Within these newly organised and planned areas, the greatest transformation will be of our cities. We urgently need a vision for our sprawling, low-rise conglomerations of suburban housing, dog-eared old villages, tatty industrial estates and dreary edge-city retail warehouses that pass for the cities of modern Ireland. Despair-inducing areas have previously been used as the raw material for urban transformation. Temple Bar and the IFSC in Dublin, for example, have shown what more joined-up Irish planning can achieve. We can, and have, successfully used the challenge of re-planning urban areas as a way of creating a rich network of pedestrian friendly centres where urban vitality and creativity can flourish.
Irish planning has the potential for integrating considered economic and social strategies to have different objectives in different places. Strategic spatial planning has a vital contribution to make to a managed transition away from an economy based on agricultural subsidies, FDI and property development.

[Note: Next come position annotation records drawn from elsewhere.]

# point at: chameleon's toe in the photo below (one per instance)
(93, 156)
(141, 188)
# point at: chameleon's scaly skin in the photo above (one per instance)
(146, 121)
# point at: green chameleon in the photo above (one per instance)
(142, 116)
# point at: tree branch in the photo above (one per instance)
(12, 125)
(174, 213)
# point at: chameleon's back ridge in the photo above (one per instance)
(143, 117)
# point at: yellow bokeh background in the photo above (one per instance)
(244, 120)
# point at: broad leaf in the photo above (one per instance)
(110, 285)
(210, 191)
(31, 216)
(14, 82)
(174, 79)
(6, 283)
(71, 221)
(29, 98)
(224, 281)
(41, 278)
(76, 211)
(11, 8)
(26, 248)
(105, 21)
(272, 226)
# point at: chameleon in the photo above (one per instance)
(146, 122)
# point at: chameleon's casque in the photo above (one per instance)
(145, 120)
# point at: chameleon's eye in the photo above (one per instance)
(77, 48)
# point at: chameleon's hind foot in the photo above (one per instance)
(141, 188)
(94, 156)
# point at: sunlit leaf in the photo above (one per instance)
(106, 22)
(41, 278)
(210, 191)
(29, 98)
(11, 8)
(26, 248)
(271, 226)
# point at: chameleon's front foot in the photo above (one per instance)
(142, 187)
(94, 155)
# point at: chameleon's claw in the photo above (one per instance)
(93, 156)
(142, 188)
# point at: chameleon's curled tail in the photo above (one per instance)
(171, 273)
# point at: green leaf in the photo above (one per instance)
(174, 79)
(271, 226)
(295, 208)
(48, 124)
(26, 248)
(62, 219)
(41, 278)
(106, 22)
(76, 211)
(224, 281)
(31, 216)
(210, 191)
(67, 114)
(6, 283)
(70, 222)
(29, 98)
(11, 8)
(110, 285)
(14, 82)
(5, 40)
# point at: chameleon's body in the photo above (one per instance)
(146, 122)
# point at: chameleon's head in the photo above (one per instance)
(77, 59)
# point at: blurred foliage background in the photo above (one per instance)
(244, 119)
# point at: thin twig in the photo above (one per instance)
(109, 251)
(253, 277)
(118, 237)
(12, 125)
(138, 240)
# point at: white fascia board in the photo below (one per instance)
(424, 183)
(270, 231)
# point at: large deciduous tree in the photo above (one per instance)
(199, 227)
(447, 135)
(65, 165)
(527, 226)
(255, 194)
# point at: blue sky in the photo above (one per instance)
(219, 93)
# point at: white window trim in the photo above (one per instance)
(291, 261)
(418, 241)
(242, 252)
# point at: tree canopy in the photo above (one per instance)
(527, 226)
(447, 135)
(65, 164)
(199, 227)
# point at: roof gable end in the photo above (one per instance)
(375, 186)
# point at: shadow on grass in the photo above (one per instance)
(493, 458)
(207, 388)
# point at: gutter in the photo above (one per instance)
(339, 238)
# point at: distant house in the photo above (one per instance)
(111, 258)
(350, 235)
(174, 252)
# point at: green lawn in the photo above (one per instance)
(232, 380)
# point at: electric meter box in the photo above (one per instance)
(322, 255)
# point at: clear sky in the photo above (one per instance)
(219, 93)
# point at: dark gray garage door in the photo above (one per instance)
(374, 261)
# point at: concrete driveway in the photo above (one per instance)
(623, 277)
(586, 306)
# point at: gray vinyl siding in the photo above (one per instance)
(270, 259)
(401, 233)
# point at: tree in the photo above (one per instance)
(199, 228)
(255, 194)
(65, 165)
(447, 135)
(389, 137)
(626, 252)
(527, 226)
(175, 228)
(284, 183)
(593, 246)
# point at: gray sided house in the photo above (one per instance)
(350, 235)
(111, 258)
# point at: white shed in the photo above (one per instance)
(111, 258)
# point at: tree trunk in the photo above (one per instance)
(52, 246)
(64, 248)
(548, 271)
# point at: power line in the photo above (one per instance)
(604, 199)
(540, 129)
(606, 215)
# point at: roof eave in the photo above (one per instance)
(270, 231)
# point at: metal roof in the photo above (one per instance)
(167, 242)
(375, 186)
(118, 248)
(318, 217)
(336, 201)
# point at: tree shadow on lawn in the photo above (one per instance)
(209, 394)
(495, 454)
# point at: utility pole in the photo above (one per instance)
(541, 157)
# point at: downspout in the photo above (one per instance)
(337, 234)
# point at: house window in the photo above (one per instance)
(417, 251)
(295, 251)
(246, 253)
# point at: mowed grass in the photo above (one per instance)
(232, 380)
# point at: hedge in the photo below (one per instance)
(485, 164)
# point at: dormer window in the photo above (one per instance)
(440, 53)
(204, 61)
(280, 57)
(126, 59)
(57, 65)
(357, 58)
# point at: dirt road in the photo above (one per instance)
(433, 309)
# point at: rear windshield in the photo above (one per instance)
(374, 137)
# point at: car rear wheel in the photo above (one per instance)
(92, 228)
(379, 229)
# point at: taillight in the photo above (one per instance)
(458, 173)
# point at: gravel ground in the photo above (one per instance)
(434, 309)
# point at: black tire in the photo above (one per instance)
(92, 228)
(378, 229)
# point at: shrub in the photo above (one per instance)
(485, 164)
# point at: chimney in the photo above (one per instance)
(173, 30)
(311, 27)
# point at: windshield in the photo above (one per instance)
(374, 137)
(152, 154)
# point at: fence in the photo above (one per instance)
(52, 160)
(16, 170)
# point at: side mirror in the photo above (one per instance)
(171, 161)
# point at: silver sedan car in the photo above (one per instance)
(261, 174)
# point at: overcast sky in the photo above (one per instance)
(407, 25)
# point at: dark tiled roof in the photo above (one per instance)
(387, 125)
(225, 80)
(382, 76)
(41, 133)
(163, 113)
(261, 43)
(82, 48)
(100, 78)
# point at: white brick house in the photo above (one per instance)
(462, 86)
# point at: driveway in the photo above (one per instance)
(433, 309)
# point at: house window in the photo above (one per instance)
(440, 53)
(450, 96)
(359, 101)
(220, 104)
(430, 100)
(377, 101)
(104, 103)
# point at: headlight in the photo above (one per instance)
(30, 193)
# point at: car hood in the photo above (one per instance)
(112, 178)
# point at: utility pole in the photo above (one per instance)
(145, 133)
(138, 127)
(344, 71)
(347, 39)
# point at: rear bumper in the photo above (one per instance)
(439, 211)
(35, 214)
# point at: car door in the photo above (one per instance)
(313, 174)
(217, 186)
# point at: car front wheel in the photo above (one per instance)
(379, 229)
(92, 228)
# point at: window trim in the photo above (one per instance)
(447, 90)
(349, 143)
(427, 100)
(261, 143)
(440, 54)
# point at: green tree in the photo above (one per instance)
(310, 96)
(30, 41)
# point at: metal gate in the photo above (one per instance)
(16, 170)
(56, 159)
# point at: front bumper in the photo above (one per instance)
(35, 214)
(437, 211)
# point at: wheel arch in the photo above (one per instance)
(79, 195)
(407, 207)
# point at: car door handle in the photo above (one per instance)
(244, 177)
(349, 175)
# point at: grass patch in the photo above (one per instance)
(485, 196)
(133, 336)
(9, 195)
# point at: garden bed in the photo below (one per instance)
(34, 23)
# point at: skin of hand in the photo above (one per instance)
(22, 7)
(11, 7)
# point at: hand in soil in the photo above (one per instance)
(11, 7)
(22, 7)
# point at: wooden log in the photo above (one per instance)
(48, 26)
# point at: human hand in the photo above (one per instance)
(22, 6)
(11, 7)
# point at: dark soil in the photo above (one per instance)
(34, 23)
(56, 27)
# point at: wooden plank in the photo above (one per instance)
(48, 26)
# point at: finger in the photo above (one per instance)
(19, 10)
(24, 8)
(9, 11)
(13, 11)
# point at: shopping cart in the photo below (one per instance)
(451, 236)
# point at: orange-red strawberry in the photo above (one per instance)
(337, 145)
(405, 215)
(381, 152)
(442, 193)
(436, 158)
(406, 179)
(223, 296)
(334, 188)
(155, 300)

It doesn't have to be the conveniently disjointed and blinkered way it is now. It doesn't even have to be the way that we've imagined here, but we should have the debate about our future, and an emergent plan - a plan for the future that accepts realities, limitations and strengths, not a plan to stop or limit things that are new and unfamiliar. The question is whether we have the political and social courage to have the debate and create a plan for future success.
• Conor Skehan is head of the Department of Environment and Planning; Dr Lorcan Sirr is head of research, Faculty of the Built Environment at Dublin Institute of Technology
Many of the issues raised by Conor Skehan and Lorcan Sirr in this article and their piece in yesterday's Opinion and Analysis page will be discussed at the Irish Planning Institute's national planning conference 2008, being held in Westport, Co Mayo, on Thursday and Friday. Skehan will address the conference on Thursday on the question of the Water Framework Directive - a framework for spatial planning?